Il se souvient particulièrement des scènes où le personnage d’Omar Miller, Cornbread, tente de réintégrer le juke joint, même si quelque chose cloche en amont. “Des instants comme ceux-là étaient particulièrement précieux pour nous,” précise Caton.
Puis vint le dernier jour de tournage. “Ils ont projeté un montage de dix minutes réunissant tout ce que nous avons filmé jusqu’à présent. Nous avons tourné le film à la Nouvelle-Orléans et, à la fin, tout le monde s’est réuni — maquillage, effets spéciaux, caméra, équipe, tout le monde — pour voir le résultat final avant que nous partsions,” poursuit-il. “Et à la fin, tout le monde était en larmes, très émotif, car chacun avait donné 1000 % chaque jour. Entre la chaleur, la météo qui travaillait contre nous, le temps qui passait et le budget qui pesait, tout avait été tenu en équilibre — et tout le monde s’est vraiment engagé. C’est à partir de ce moment que nous avons su que quelque chose de spécial était en train de naître.”
Un rôle qui semblait taillé pour lui
“J’ai eu le sentiment que ce rôle était pensé sur mesure, fait pour moi,” affirme Caton au sujet de Sammie.
Bien qu’il n’ait pas grandi dans l’univers du blues, Sinners lui a offert une initiation intense. “Revenir dans l’histoire et vraiment étudier le blues — le blues n’était pas forcément ce qui m’avait nourri jusqu’alors,” explique-t-il. “Je connaissais Sam Cooke; c’était la première chanson que j’avais apprise enfant. Cela m’a semblé être le point d’appui le plus proche pour aborder le projet. Mais le film m’a permis d’apprendre bien plus sur la musique et sur mes racines. Je n’avais pas mesuré à quel point le blues a façonné tant d’autres genres et pourquoi les artistes chantaient le blues à l’époque — l’oppression que traversaient les gens.”
Discuter avec Coogler dès le début l’a également aidé à mesurer le poids du rôle. “Tout ce qu’il vivait pour la première fois, le public le vivrait aussi. Il a été comme un guide pour aider le public à naviguer à travers ce qu’ils voient tout au long du processus.”
La scène musicale emblématique
Caton indique qu’ils avaient aussi conscience que sa scène musicale serait emblématique. “Oui, j’étais convaincu que cette séquence ferait monter les choses d’un cran,” explique-t-il. “C’est l’une des parties du scénario qui retenait l’attention de tous dès la première lecture. Je ne pense pas avoir vu quelque chose de tel dans un script auparavant.”
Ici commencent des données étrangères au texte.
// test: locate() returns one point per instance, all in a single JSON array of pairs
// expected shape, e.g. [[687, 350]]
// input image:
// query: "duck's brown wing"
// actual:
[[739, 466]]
Il se rappelle l’avoir lue pour la première fois et s’être demandé comment tout cela serait mis en œuvre. “Les voir assembler les éléments et les transformer en réalité, c’était quelque chose de vraiment spécial.”
Mettre en scène cette scène n’a pas été chose facile. “Il a fallu des semaines de répétition, plus de 40 danseurs, acteurs et musiciens sur le plateau, chacun apportant sa contribution,” raconte-t-il. “La chorégraphie était complexe, et la scène a été tournée en IMAX mais avec une caméra à main. Il fallait faire avancer la caméra à travers toutes ces transitions et les assembler. De nombreux éléments techniques rendaient le travail ardu, mais le fait qu’ils aient réussi à tout ajuster et à bien le filmer a fait toute la différence.”
Avec BAFTA qui reconnaît désormais son talent, Caton est prêt à poursuivre l’exploration de sa créativité sur plusieurs fronts. Comme il le formule, “Le métier d’acteur est devenu quelque chose que je veux prendre au sérieux et approfondir encore davantage, et bâtir ma carrière autour de cette voie aussi.”